In an article on Ars Technica, Ham on Nye: The high cost of “winning” an evolution/creation debate Nate Anderson presents the case that debating with Young Earth Creationists (YEC’s) is a losing strategy.
It appears the greatest fear of mainstream scientists is that by appearing with YEC’s they will somehow legitimize that worldview.
To make this point, Anderson presents several arguments by scientists and science writers, like the following:
“Scientists should not debate creationists. Period,” wrote Dan Arel in a piece published on the Richard Dawkins Foundation website last month. “Creationism is a worthless and uneducated position to hold in our modern society and Nye is about to treat it as an equal, debatable ‘controversy’.”
I don’t agree.
I agree it is true that Creationism is not a scientific viewpoint, but the fact remains that a large percentage of people believe it. If one ever hopes to improve scientific literacy, one must be willing to “evangelize” the great unwashed. Arel’s position reeks of arrogance. Looking down your nose in condescension is utterly useless as a means of changing the viewpoints of those holding a “worthless and uneducated” position.
To fear “legitimizing” ridiculous viewpoints by talking to those who hold them is irrational. Ignorance is defeated by intelligence; and that can only happen through dialogue. Silence does nothing except highlight the scientific community’s inability to educate regular people.
True, you’ll probably never convince the committed advocates of the opposition. But winning is not the point. Getting the message to those on the fence, or willing to fairly consider alternatives should be the focus.
I think of all the people who watched the debate between Bill Nye and Ken Ham, there were undoubtedly some who were (or will eventually be) swayed towards the naturalist position. It was to those people that Nye was reaching out.
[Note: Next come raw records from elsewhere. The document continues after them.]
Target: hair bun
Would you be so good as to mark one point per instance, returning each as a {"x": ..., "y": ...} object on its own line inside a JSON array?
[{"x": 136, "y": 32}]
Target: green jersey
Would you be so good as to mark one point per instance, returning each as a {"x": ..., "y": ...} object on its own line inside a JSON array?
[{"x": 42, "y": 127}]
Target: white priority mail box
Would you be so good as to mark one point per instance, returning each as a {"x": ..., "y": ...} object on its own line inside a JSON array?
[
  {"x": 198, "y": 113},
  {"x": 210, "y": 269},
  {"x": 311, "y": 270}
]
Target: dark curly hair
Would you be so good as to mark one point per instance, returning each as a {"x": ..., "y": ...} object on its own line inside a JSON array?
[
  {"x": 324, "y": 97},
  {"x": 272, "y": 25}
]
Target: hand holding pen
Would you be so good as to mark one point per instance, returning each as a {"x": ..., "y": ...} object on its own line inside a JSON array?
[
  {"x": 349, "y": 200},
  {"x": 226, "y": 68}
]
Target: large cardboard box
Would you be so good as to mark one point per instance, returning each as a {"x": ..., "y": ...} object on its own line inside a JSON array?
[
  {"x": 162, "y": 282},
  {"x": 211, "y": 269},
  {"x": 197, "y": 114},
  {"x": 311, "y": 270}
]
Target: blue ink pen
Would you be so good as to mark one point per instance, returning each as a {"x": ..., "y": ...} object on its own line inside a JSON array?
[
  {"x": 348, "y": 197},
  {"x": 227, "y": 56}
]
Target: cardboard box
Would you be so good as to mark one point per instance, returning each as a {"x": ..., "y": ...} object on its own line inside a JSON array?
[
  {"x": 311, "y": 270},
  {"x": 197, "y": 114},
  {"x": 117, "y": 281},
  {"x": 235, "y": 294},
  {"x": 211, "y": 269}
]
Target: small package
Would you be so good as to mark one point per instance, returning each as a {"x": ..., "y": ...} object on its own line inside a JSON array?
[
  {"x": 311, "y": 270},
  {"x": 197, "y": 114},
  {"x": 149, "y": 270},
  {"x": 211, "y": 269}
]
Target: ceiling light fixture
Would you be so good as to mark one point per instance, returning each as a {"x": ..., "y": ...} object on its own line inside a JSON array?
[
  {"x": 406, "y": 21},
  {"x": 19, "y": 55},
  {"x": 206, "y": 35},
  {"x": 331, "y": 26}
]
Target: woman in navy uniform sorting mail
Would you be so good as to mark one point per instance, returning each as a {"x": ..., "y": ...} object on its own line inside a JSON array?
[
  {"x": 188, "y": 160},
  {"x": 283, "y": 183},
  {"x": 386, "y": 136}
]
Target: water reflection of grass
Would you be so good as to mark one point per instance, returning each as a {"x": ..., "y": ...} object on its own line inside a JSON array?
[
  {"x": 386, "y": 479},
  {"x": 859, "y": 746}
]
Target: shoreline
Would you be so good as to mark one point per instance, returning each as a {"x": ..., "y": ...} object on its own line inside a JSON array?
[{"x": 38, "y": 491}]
In religious circles, it’s called “planting seeds.” Nye may never see his arguments take root, but by interacting with creationists, he has most certainly placed ideas in some minds that will someday flower into nascent critical thinking. Who knows where that will lead?
One thing is certain. By ignoring what we think are ridiculous ideas, we give them freedom to grow.
We need more Bill Nye’s reaching out to the world without condescension or arrogance; and enlightening the masses through respectful and creative dialogue.